The more we can contribute, we can give of ourselves, the less we have to hold back. Walking on thin communicative ice is exhausting, because we have to make a step and hold back at the same time – we are constantly testing, attentively, cautiously, perhaps too cautiously, whether the ice is still bearing. Trying to contribute and to hold back at the same time, it is extremely exhausting. The result: „zoom fatigue“.

It is more powerful if we can trust that the ice is still bearing. If we can align and express our forces and resources – our inner ones and those with others. If we can bring all our weight, our significance, all what we are to the bearing ice, the dancefloor, the virtual team meeting.

Then collaboration and communication may be a creative, joyful dance.

Stay healthy – physically and mentally,

Christian

idea@leadingdigital.org

Written: April 19, 2020. Revised: May 9, 2020 and May 20, 2020

Meetings, bloody digital meetings. Leading digital.

The current exceptional situation exposes how frighteningly unimaginative many managers are and that they have a tunnel vision of how to shape cooperation. Take meetings, for example:

They know only one category of meeting – and hardly differentiate whether in the actual case it is about coordination, exchange, emotional check, collaboration and getting actual work done.

„Great groups ship“
– Warren Bennis

So far, they knew about only one category of holding meetings: sitting together.

They now know only one category of holding meetings: sitting together via video conferencing.

They know only one way of organizing meetings: one talks, the others listen (or don’t listen).

They only know one category of sharing in a meeting: one person says something, then the next person presents, the others fall asleep.

They know only one way of dealing with what they have heard: „Are there any more questions?“

Their definition of EQ or connecting with others is to make jokes („icebreakers“), or in these corona-times sharing the difficulties of video conferencing and home-schooling. While everybody may relate, this topic has worn off. And it did not require much effort.

Real connection requires more: people who belong and who feel that their belonging makes sense, is valued, and adds value. And how could this better be demonstrated in a work environment to experience that people’s work matter?

From tunnel vision to a new vision of digital (and analog) leadership

This tunnel vision of leadership has been of little help so far, the current situation exposes it dramatically.

At the moment it seems that virtual leadership means digital leadership to a large extent, because the analog, the physical has been reduced and we communicate mainly via digital tools. Still, us, leaders „as full-body-interventions“ still exist.

If we want to keep something when we return to the physical sphere, it should be a wise and mindful balance: which part of leadership takes place digitally, which analog?
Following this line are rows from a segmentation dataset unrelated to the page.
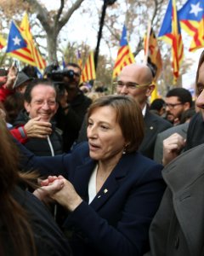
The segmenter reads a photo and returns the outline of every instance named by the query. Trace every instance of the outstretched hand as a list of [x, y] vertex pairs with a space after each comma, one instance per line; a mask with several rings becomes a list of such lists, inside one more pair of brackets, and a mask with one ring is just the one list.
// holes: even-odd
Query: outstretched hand
[[24, 125], [27, 137], [46, 138], [52, 133], [51, 124], [40, 121], [40, 116], [31, 119]]
[[50, 196], [67, 210], [74, 211], [82, 201], [73, 185], [63, 176], [49, 176], [41, 182], [42, 187], [34, 192], [40, 200]]
[[168, 164], [180, 154], [185, 145], [185, 141], [178, 133], [173, 133], [163, 141], [163, 166]]
[[44, 183], [43, 185], [38, 189], [37, 189], [33, 194], [40, 200], [40, 201], [48, 201], [52, 198], [52, 195], [60, 190], [65, 185], [64, 181], [62, 179], [57, 178], [54, 177], [54, 179], [52, 179], [52, 182], [49, 182], [48, 179], [42, 181], [41, 183]]

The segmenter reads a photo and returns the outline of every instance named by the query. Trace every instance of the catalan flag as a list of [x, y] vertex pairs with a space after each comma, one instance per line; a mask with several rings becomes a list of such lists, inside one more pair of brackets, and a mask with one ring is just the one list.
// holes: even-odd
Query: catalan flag
[[81, 82], [82, 83], [89, 80], [94, 80], [95, 79], [96, 79], [95, 64], [94, 64], [94, 52], [92, 51], [82, 69]]
[[147, 62], [156, 67], [154, 80], [156, 81], [162, 69], [162, 61], [158, 43], [152, 28], [150, 30], [150, 34], [148, 36], [144, 36], [144, 55], [146, 56]]
[[33, 66], [37, 67], [40, 70], [43, 70], [46, 67], [46, 62], [45, 60], [43, 60], [43, 58], [42, 57], [37, 47], [34, 45], [34, 41], [29, 25], [28, 15], [26, 13], [24, 15], [23, 20], [21, 21], [20, 30], [21, 34], [27, 42], [28, 48], [30, 49], [31, 56], [33, 58]]
[[27, 46], [26, 42], [24, 40], [20, 29], [17, 27], [14, 21], [11, 22], [10, 31], [8, 34], [8, 45], [6, 52], [13, 52], [19, 49]]
[[[18, 41], [20, 43], [21, 42], [20, 47], [19, 47], [20, 43], [18, 43]], [[23, 44], [22, 42], [24, 42]], [[11, 22], [6, 52], [12, 57], [17, 58], [23, 62], [32, 66], [34, 64], [31, 51], [27, 48], [27, 44], [21, 35], [20, 29], [14, 21]]]
[[121, 73], [122, 67], [131, 63], [134, 63], [134, 56], [131, 52], [130, 47], [127, 40], [127, 29], [123, 26], [122, 38], [120, 42], [120, 48], [117, 52], [116, 61], [113, 68], [112, 78], [116, 78]]
[[0, 35], [0, 49], [6, 46], [6, 40]]
[[76, 59], [77, 59], [77, 63], [78, 66], [82, 69], [82, 55], [79, 49], [77, 49], [76, 52]]
[[173, 69], [173, 84], [179, 76], [179, 67], [184, 55], [180, 26], [178, 22], [176, 0], [169, 0], [159, 37], [172, 45], [172, 61]]
[[202, 47], [204, 47], [204, 19], [199, 22], [199, 26], [190, 46], [190, 51], [195, 51]]
[[204, 18], [204, 1], [187, 0], [178, 11], [178, 18], [181, 28], [190, 36], [194, 37], [197, 32], [200, 21]]
[[[24, 42], [24, 44], [20, 44], [20, 46], [18, 46], [16, 42], [14, 41], [14, 38], [15, 38], [16, 36], [16, 31], [18, 31], [18, 38], [20, 38], [20, 42]], [[12, 45], [14, 47], [13, 49], [11, 48]], [[30, 32], [30, 26], [26, 14], [22, 20], [20, 28], [19, 28], [17, 25], [12, 21], [8, 39], [7, 53], [12, 57], [17, 58], [29, 65], [37, 67], [41, 70], [45, 67], [45, 61], [42, 58], [33, 44], [32, 36]]]

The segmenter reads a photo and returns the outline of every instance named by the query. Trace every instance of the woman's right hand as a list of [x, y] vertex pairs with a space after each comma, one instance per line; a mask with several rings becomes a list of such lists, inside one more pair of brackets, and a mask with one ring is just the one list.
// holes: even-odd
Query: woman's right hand
[[82, 201], [74, 186], [61, 175], [58, 177], [49, 176], [48, 179], [41, 182], [41, 185], [52, 199], [70, 212], [74, 211]]
[[42, 122], [40, 119], [41, 117], [31, 119], [24, 125], [27, 137], [47, 138], [52, 133], [51, 124]]

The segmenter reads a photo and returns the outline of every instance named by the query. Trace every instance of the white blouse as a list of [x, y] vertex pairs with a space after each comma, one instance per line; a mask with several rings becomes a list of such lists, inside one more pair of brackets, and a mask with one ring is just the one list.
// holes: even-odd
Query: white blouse
[[96, 173], [98, 170], [98, 165], [96, 165], [88, 183], [88, 204], [90, 204], [94, 198], [96, 196]]

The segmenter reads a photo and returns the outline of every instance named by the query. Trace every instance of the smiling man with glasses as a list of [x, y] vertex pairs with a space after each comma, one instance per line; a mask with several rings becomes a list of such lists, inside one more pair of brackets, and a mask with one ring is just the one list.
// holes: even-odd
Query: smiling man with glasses
[[173, 88], [170, 90], [165, 99], [167, 119], [173, 125], [180, 123], [182, 113], [192, 106], [190, 92], [184, 88]]
[[133, 97], [140, 106], [145, 133], [139, 151], [151, 159], [157, 134], [172, 126], [169, 122], [149, 111], [148, 98], [155, 89], [152, 81], [153, 74], [148, 66], [133, 63], [123, 67], [114, 83], [117, 94]]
And it will be even more worthwhile than today to ask some important questions:

When is the design of collaboration mainly communication, when is is collaboration?

How much of this ideally takes place synchronously, but when is asynchronous work more appropriate?

When is it about verbal, oral exchange? When is written exchange more helpful?

How do we build things together – documents, products, services?

How do we work together in the future? When do we see faces, when hands, when work?

In short: How do I really lead effectively?

Everybody runs around with half of an idea, we need others to connect, cooperate, communicate, collaborate, and complete.